Sarah’s background spans research, vendor-side work, and enterprise security, giving her a view across the full cryptographic supply chain. That experience shapes how she thinks about readiness. At Citi, the quantum readiness program began in 2022, predating much of the current regulatory urgency. What started with foundational questions about data sensitivity and retention has expanded into a formal vendor survey, internal education efforts, and a growing set of no-regret technical actions already underway.
One of the clearest themes from the conversation is the gap between how organizations think about PQC migration and what it actually demands. The instinct is to frame it as an algorithm upgrade. In practice, it requires identifying which systems hold sensitive data, understanding how long that data needs to stay protected, coordinating across teams that may not yet see cryptography as their problem, and building internal champions who can translate technical risk into organizational action.
Sarah also addresses the vendor landscape directly. Citi’s quantum readiness survey of suppliers is surfacing meaningful patterns about where the ecosystem stands and which vendors are genuinely prepared to engage with these questions. Unsurprisingly, the most capable responses are coming from key management providers and hardware security module vendors. Others are still catching up, not just technically but organizationally.
The episode also tackles the regulatory picture across payments. Standards bodies and working groups are moving, but interoperability across jurisdictions remains a live challenge. For organizations waiting on regulatory direction before acting, Sarah’s message is clear: some steps make sense right now regardless of what regulators decide. Upgrading AES key sizes for data at rest, moving to TLS 1.3, and identifying crown-jewel data are all defensible moves that will not be undone by future guidance.

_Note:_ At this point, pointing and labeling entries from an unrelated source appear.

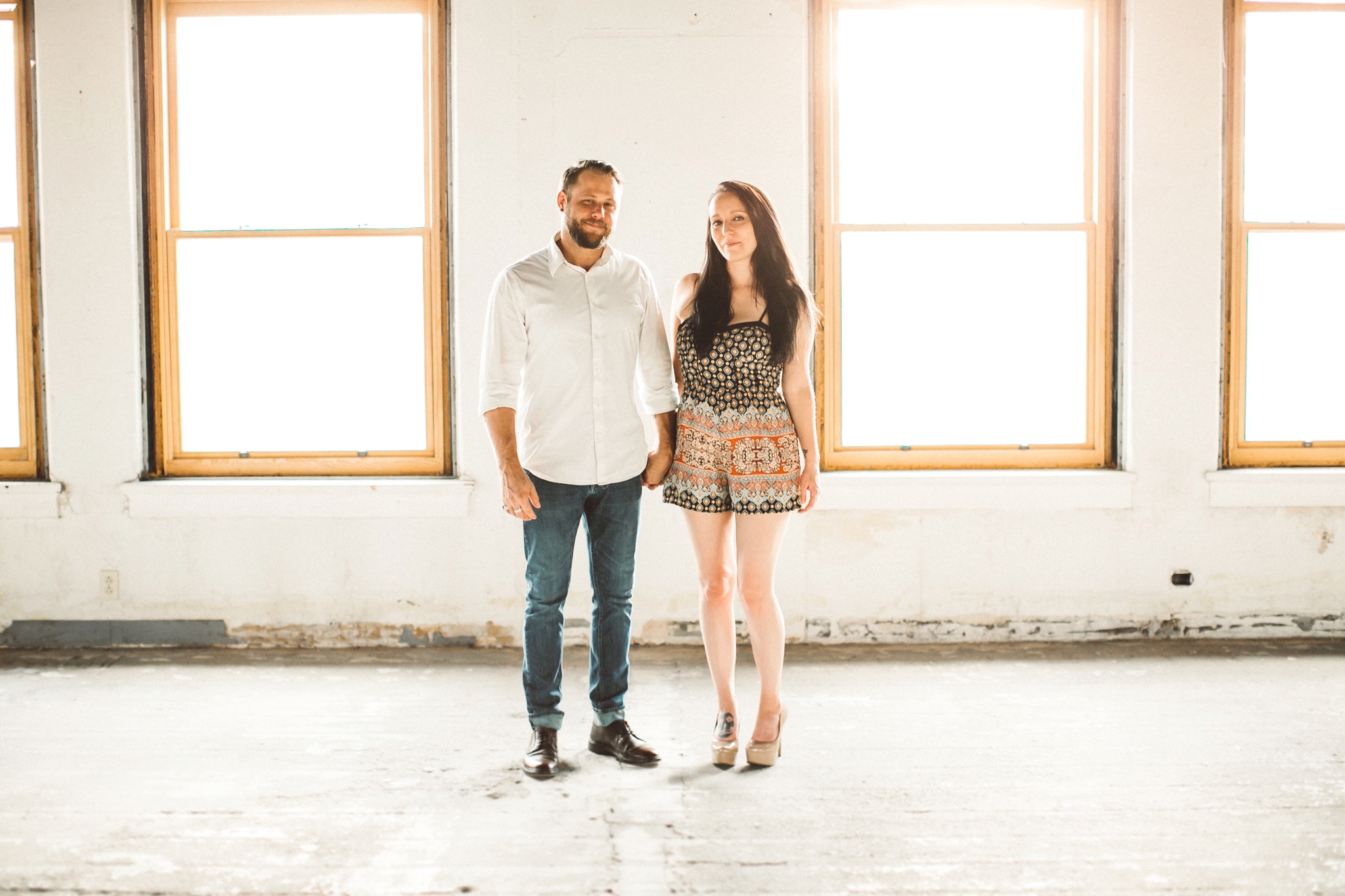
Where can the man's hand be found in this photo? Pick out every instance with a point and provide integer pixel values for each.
(519, 496)
(661, 458)
(655, 468)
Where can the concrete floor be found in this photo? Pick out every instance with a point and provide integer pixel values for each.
(1105, 769)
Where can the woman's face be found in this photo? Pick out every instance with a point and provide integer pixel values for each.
(731, 227)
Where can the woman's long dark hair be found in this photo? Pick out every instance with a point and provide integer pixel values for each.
(772, 269)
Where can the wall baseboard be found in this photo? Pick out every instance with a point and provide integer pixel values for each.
(214, 633)
(1087, 629)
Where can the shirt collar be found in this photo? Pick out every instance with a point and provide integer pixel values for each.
(554, 257)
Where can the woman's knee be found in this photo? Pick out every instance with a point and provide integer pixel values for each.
(717, 589)
(758, 595)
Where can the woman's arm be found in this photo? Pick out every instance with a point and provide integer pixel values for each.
(684, 295)
(803, 408)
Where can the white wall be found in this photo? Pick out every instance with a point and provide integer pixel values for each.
(678, 96)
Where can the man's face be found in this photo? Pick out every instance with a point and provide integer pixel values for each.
(591, 209)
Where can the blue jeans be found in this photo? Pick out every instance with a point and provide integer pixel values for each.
(611, 517)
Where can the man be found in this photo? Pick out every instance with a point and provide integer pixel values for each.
(568, 332)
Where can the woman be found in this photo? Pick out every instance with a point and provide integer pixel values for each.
(744, 336)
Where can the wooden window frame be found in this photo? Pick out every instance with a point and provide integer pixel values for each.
(26, 461)
(159, 125)
(1102, 151)
(1238, 450)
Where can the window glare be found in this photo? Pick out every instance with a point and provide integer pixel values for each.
(300, 121)
(1296, 319)
(961, 114)
(963, 337)
(301, 343)
(1294, 127)
(9, 351)
(9, 133)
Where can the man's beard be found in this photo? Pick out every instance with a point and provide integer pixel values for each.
(586, 241)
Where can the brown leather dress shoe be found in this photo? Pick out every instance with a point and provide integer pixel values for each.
(541, 759)
(619, 740)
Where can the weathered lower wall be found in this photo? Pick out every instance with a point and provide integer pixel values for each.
(680, 96)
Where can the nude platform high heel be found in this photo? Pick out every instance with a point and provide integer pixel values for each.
(724, 748)
(764, 753)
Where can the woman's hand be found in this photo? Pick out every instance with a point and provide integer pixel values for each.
(808, 488)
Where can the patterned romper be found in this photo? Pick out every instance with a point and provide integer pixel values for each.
(736, 445)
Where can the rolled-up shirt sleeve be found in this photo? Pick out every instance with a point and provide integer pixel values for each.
(505, 347)
(658, 389)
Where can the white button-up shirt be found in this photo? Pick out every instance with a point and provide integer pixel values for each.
(565, 349)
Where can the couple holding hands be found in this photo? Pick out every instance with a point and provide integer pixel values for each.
(572, 331)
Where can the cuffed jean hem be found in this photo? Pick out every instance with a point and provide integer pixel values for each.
(604, 719)
(548, 721)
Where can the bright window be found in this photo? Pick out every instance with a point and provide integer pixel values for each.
(1286, 236)
(966, 233)
(300, 254)
(19, 444)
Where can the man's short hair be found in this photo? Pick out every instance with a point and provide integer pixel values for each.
(573, 172)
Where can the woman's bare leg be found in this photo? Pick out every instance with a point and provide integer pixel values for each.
(712, 542)
(759, 539)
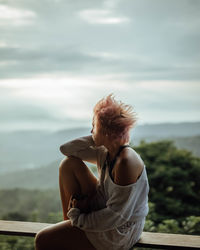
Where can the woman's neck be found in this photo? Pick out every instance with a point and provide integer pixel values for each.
(113, 149)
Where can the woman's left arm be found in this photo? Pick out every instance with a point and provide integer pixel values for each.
(82, 147)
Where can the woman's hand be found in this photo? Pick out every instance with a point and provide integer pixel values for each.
(82, 204)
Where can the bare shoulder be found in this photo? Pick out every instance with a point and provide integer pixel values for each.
(129, 167)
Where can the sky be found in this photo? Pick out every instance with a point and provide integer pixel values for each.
(59, 57)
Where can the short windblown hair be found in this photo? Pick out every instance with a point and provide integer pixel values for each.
(115, 118)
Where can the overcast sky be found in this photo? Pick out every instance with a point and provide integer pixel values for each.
(58, 58)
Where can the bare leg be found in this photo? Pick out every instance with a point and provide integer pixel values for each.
(62, 236)
(74, 178)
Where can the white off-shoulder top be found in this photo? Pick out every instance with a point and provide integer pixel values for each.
(119, 212)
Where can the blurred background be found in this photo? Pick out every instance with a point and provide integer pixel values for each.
(59, 57)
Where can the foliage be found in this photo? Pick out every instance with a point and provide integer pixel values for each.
(174, 179)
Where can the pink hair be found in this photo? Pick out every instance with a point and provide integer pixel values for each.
(115, 119)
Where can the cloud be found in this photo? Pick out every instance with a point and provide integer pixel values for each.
(14, 16)
(95, 16)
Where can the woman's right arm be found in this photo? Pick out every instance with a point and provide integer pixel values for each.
(82, 147)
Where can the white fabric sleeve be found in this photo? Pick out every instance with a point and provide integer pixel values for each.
(82, 147)
(116, 213)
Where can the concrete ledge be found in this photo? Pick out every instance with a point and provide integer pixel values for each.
(147, 240)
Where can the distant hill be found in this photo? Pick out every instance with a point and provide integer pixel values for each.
(45, 177)
(33, 149)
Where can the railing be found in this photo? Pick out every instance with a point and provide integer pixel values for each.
(147, 240)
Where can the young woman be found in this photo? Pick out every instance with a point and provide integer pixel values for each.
(108, 212)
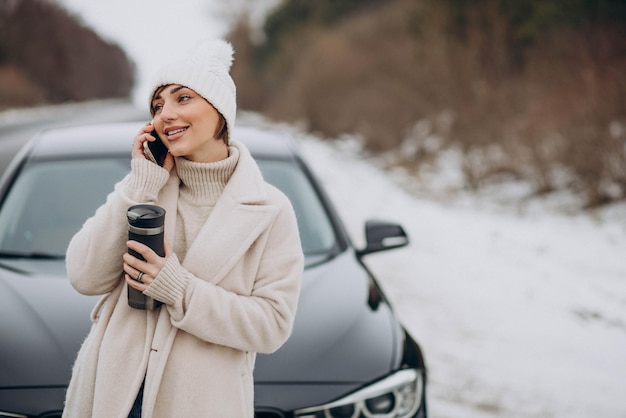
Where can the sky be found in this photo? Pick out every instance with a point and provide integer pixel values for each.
(521, 311)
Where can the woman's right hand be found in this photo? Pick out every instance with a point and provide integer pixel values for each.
(138, 146)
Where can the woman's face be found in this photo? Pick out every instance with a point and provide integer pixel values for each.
(187, 124)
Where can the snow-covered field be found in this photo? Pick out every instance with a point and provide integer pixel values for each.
(519, 314)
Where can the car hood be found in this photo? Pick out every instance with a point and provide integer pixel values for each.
(341, 315)
(344, 331)
(43, 321)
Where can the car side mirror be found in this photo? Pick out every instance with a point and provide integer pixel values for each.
(383, 236)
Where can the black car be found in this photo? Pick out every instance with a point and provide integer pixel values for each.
(348, 355)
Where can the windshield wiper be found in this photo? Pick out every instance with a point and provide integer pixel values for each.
(33, 255)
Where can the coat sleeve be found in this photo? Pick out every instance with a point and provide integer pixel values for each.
(256, 322)
(94, 256)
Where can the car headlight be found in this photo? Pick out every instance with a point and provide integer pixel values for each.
(396, 396)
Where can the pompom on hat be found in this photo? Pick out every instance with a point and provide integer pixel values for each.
(204, 69)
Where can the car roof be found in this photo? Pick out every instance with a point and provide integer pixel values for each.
(116, 139)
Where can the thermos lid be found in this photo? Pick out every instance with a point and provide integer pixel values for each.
(145, 216)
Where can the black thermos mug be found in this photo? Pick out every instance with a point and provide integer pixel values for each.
(145, 225)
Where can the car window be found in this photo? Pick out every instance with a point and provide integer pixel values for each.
(316, 230)
(50, 200)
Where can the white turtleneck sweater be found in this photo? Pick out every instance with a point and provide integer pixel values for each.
(200, 188)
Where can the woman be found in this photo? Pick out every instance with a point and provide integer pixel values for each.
(229, 280)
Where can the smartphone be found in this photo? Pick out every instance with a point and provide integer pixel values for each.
(157, 150)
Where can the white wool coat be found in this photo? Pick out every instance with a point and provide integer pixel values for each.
(237, 297)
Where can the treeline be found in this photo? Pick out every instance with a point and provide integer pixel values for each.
(530, 90)
(47, 56)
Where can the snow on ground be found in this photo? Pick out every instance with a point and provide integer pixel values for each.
(519, 315)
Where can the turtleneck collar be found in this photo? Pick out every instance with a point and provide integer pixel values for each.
(203, 183)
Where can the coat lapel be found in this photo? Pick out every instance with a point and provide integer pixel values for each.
(240, 215)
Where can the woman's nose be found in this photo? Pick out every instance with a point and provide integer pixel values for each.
(167, 112)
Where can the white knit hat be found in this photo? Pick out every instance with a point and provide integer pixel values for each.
(204, 69)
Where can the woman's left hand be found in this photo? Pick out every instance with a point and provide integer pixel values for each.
(139, 273)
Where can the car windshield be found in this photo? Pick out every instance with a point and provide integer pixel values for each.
(50, 200)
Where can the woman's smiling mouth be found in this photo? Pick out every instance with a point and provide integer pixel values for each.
(175, 132)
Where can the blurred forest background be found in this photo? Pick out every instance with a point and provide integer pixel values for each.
(531, 91)
(47, 56)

Sarah closes with what she expects from the next twelve months at Citi and with the framing that best captures her overall approach: quantum migration is an operational challenge before it is a technical one. The organizations that prepare well will find the actual algorithm switch far more manageable than they feared.
What you’ll learn:
- How Citi’s quantum readiness program has evolved since launching in 2022
- What a vendor quantum readiness survey reveals about supply chain preparedness
- Why PQC migration is fundamentally a coordination problem, not just a technology upgrade
- What no-regret first steps any organization can take today, regardless of size or resources
- How to identify and prioritize crown-jewel data before full migration begins
- Why internal champions matter more than a large dedicated team
- What regulators and standards bodies in the payments space are signaling for 2026
- How to frame quantum readiness as an operational challenge to get organizational buy-in
- What Citi is focused on achieving over the next twelve months
- How the 80/20 rule applies to post-quantum migration: preparation is the hard part
Sarah McCarthy is the Quantum Readiness Program Lead at Citi, where she brings together a world of payments, compliance, and post-quantum cryptography. Her background spans academic research, vendor-side security work, and large-scale enterprise risk, giving her a rare cross-sectional view of the cryptographic supply chain. At Citi, she leads efforts to assess and reduce quantum risk across a globally interconnected payments environment, including the design and rollout of a quantum readiness vendor survey program. Her work focuses on translating complex cryptographic risk into practical organizational action across highly regulated, multi-jurisdictional systems.